Cet attrait est peut-être à mettre en relation avec l’infarctus qui m’a terrassé, il y a deux ans. Ça a été moins une ce jour-là que j’aille rejoindre ma dernière demeure prématurément. Où peut-être aussi cette impression étrange et marquante qui m’avait envahie, jeune, à la visite de ce cimetière militaire allemand à Cassino. Etrange contraste entre la paix des lieux et la tristesse ressentie à la vue du jeune âge de la plupart des soldats enterrés là.

A côté des sépultures sobres, on trouve là (et oui ! encore…) la dernière trace de mégalomanie qui habite certains hommes, dans le désir de se construire des mausolées. Certes, aussi grand soit le tombeau, ça n’est tout de même pas une maison !! Mais bon, pour l’activité qu’on y a, pas besoin de trop d’espace. Ce qui est fascinant, c’est qu’un cimetière est organisé comme un quartier, avec des rues qui se croisent, tracées au cordeau, les demeures bien rangées tout du long. Impression que l’on n’a pas dans les cimetières anglo-saxons où les tombes semblent plantées au hasard, perdues dans un gazon verdoyant.

C’est un endroit propice à la réflexion sur le temps qui passe, les choses réellement importantes et les futilités de l’existence. Paradoxalement, c’est aujourd’hui un des rares endroits calmes, avec les parcs peut-être, de nos villes. Les bruits, même s’ils si trouvent un chemin, parviennent tout de même curieusement assourdis. Un peu comme si, eux aussi, hésitaient à troubler la tranquillité de ces lieux.

Les cultures appréhendent ces lieux de manières très diverses. Certains cimetières sont rejetés loin des centres urbains, comme si la mort, taboue, ne devait pas croiser le chemin des vivants, d’autres sont de véritables parcs où les gens viennent piqueniquer tout en honorant leur défunt, comme en Norvège.
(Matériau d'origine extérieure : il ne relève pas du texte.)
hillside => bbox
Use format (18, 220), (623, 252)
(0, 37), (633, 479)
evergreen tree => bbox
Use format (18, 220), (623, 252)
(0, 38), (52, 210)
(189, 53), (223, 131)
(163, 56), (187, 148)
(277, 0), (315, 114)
J’ai même ouï-dire, mais c’est hélas plus un effet de la pauvreté qu’autre chose, qu’au Caire et au Cambodge, des familles avaient élues domicile en ces lieux.

En tout cas, ce que je peux vous dire, c’est que pour ma part, quand j’ai l’esprit envahi par les contradictions du monde moderne, une promenade en ces lieux sereins à un effet apaisant sur mon mental et remet mes idées au clair.

Allez tiens, je vous le conseille !!